If the winter holidays fill you with more dread than cheer, why not give yourself the gift of getting away? Airbnb has just the thing for you. Last week, the travel platform announced it will send five volunteers to join scientist Kirstie Jones-Williams on a month-long scientific research mission in Antarctica this December.
Yes, you read that right. While your family, friends, and coworkers are suffering through White Elephant swaps and the endless loop of holiday carols, you could be exploring one of Earth’s final frontiers in an effort to save the planet. You might even be enjoying (slightly) warmer weather — December is Antarctica’s summer, after all.
This once-in-a-lifetime trip starts with a two-week visit to Punta Arenas, a city at the southernmost tip of Chile, where the five participants will undergo immersion training in preparation for their time on the continent. You’ll take courses on glaciology, practice field sampling, and get acquainted with the lab work you’ll be doing.
Once your training is complete, you’ll fly from Chile to Antarctica, your plane landing on a naturally formed blue-ice runway. You’ll only spend a week on the southernmost continent, but you’ll be kept busy collecting and studying snow samples for microplastics to determine how far waste and pollution has traveled across the world.
Don’t worry — this experience isn’t all work. In between lab sessions, you’ll visit some of the world’s least-seen natural wonders, such as the Drake Icefall, Charles Peak Windscoop, and Elephant’s Head. You’ll even get to walk “around the globe” during a visit to the actual South Pole.
Given that this is Airbnb hosting, you may wonder where you’ll be staying. We hear it’ll be at Three Glaciers Retreat, a surprisingly cushy outpost deep within the continent that provides gourmet meals, vintage linens, and hot showers to intrepid travelers like yourself.
Your mission ends with a return visit to Punta Arenas, where you’ll serve as Ocean Conservancy ambassadors, delivering insights on how the Airbnb community and the world at large can minimize our collective plastic footprint.
Unlike most Airbnb experiences, the Antarctic Sabbatical is only accepting five participants and requires some pretty steep qualifications. You don’t have to be a scientist yourself, but Kirstie Jones-Williams, the Ph.D candidate leading the expedition, is looking for applicants with passion, grit, and a rigorous work ethic.
“This expedition will help us understand the pathways of microplastics to remote regions such as Antarctica and comes at a critical time to highlight our responsibility to protect our natural world. This expedition will be hard work, with scientific rigor required during unforgiving wintery conditions. We are looking for passionate individuals, with a sense of global citizenship, who are excited to be a part of the team and to return home and share our findings with the world.”

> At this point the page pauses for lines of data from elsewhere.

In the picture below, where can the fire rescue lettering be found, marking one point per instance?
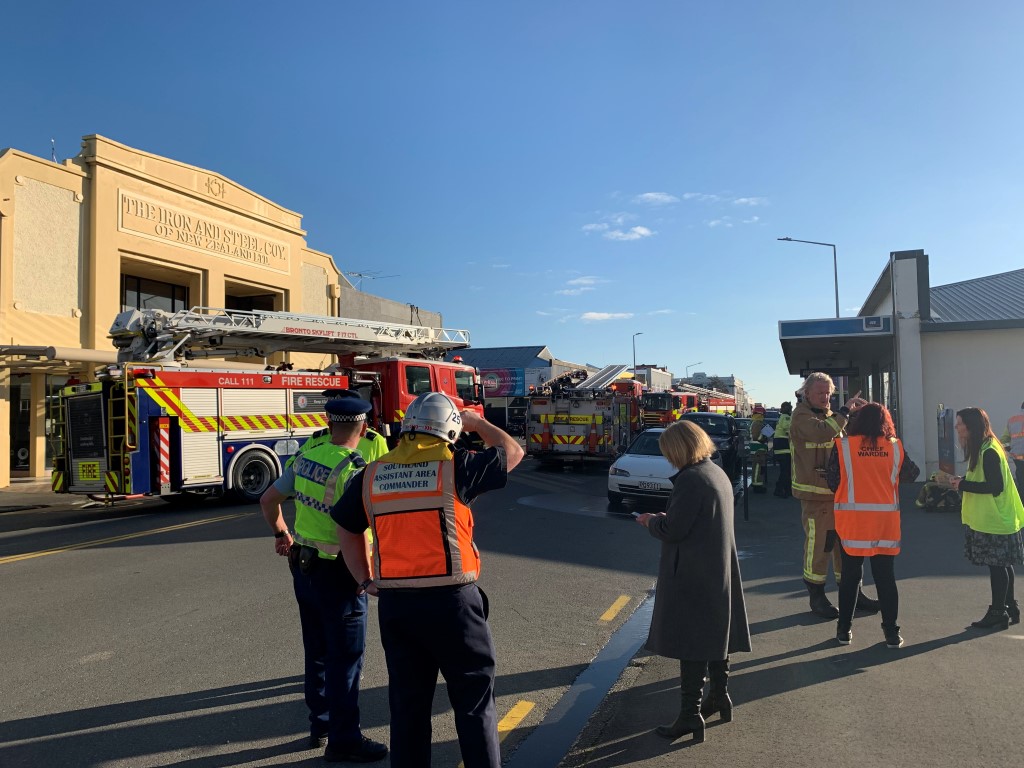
(392, 478)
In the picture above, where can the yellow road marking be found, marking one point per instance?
(510, 721)
(616, 606)
(112, 540)
(515, 716)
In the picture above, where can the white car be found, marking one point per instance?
(641, 473)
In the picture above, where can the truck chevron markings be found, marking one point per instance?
(167, 398)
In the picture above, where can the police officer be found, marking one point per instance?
(332, 608)
(432, 615)
(372, 444)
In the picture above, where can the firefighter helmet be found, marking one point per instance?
(433, 413)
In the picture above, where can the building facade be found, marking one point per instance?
(116, 228)
(923, 351)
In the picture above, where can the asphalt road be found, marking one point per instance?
(155, 636)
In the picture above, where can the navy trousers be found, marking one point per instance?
(444, 630)
(334, 636)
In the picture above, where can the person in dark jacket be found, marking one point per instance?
(699, 615)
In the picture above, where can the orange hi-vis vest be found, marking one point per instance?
(423, 531)
(867, 499)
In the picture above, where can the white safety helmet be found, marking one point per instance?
(433, 413)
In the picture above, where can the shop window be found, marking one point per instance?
(142, 293)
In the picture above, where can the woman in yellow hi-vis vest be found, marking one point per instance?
(864, 469)
(992, 514)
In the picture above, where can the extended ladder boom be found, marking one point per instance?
(157, 336)
(694, 389)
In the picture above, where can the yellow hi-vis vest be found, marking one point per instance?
(321, 475)
(423, 531)
(867, 498)
(1016, 428)
(1000, 514)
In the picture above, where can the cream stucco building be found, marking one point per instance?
(924, 350)
(115, 228)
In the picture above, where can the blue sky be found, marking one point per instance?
(571, 173)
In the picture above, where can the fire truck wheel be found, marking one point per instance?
(253, 474)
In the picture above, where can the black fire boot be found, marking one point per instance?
(819, 603)
(691, 680)
(1014, 611)
(996, 617)
(718, 696)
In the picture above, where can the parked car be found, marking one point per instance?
(724, 432)
(641, 473)
(743, 425)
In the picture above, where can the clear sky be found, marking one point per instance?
(570, 173)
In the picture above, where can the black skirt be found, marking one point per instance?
(993, 549)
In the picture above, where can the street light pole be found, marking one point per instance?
(835, 262)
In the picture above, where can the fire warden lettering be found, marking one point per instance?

Airbnb’s Sabbatical program is designed to inspire people to take advantage of earned time off to give back to the people and places around them for a life-changing experience. The Antarctica trip is Airbnb’s second Sabbatical offering, a follow-up to an urban regeneration project that took place in Italy earlier this year. While Antarctica might seem like a pretty wide left turn, the trip is a natural next step in Airbnb’s effort to build its reputation as a leader in sustainable, environmentally progressive travel. While some have sniffed at the Sabbatical experiences as “crisis capitalism,” we think it can’t be all bad to satisfy your travel bug while doing some good work and stoking the fire of advocacy. We think it sure beats visiting Antarctica on a cruise ship.
Applications for the Antarctica Sabbatical can be submitted here until Tuesday, October 8 at 11:50 p.m. ET. According to Airbnb program guidelines, participants will be selected based on criteria such as operation of an existing platform (i.e., showing that people will listen to them) and demonstration of an ability to “engage in dialogue with diverse audiences and educate others on complex topics in the future.”